Au début du XIXème siècle, les Mille et Une Nuits cèdent un peu de terrain aux traductions des ouvrages orientaux, notamment à la littérature classique de l’Iran, d’autant plus que les voyageurs européens présentaient dans leurs récits de voyages, des images presque concrètes de l’Orient. C’est aussi, dans ce contexte, que George Meredith, Robert Louis Stevenson, Edgar Alan Poe, Washington Irving et surtout Herman Melville qui, en s’inspirant des voyages de Sindbad le Marin, et en effectuant même un voyage en Orient, a écrit son chef d’œuvre, Moby Dick ou la Baleine Blanche (1851). Mais au XXème siècle, l’approche ou la manière d’aborder les Mille et Une Nuits subit une modification notoire et les auteurs étudient ce livre pour ses aspects méditatifs et pensifs, d’où les excellents travaux de James Joyce, avec La Veillée de Finnegan (1922) et Ulysse (1922), et Marcel Proust, avec A la Recherche du temps perdu (1913-1922), sans parler de Jorge Luis Borges et même de Paul Morand.
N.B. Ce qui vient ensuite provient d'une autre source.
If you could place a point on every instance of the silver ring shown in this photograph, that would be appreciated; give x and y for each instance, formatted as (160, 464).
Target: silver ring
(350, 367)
Traiter vraiment les écrivains qui ont subi l’influence des Mille et Une Nuits est, comme Irwin l’a dit, le sujet d’un autre travail, un travail indépendant, et la liste qu’il a fournie à cette fin, est une liste qui peut facilement donner une idée de la grandeur et de la richesse de ce livre important qui n’a pas encore été complètement traduit. Mais, quand même, nous citons avec plaisir le nom de Joseph Arthur de Gobineau, auteur d’un chef-d’œuvre exotique, Les Nouvelles Asiatiques (1876), qui justifie à merveille, dans son introduction, la raison pour laquelle il a pris la plume pour écrire ces nouvelles mémorables : réponse à J. Morier et à ses Aventures de Hâdjî Bâbâ d’Ispahan.

M. Fereydoun Badreï, le traducteur de ce livre d’Irwin, a déjà un bilan brillant pour l’ensemble de ses traductions. Ici, il a réussi à donner une traduction intelligente et agréable à lire, traduction qui est aussi accompagnée de quelques néologismes persans et surtout l’équivalent de Rochanchodegân pour Les Illuminés de Nerval. Nous avons déjà présenté, dans un article rédigé en persan, quelques observations sur la translittération persane de certains mots étrangers, notamment les mots français. On peut faire d’autres observations, mais elles ne méritent pas d’être notées ici, surtout les coquilles. Aussi rappelons-nous seulement qu’Irwin, en parlant de bricolage d’après Claude Lévi-Strauss, auteur de La Pensée sauvage (1962), a textuellement tiré ses arguments de la préface que Max Milner avait donnée à son édition du livre de Gérard de Nerval, Les Illuminés, sans pour autant citer son nom.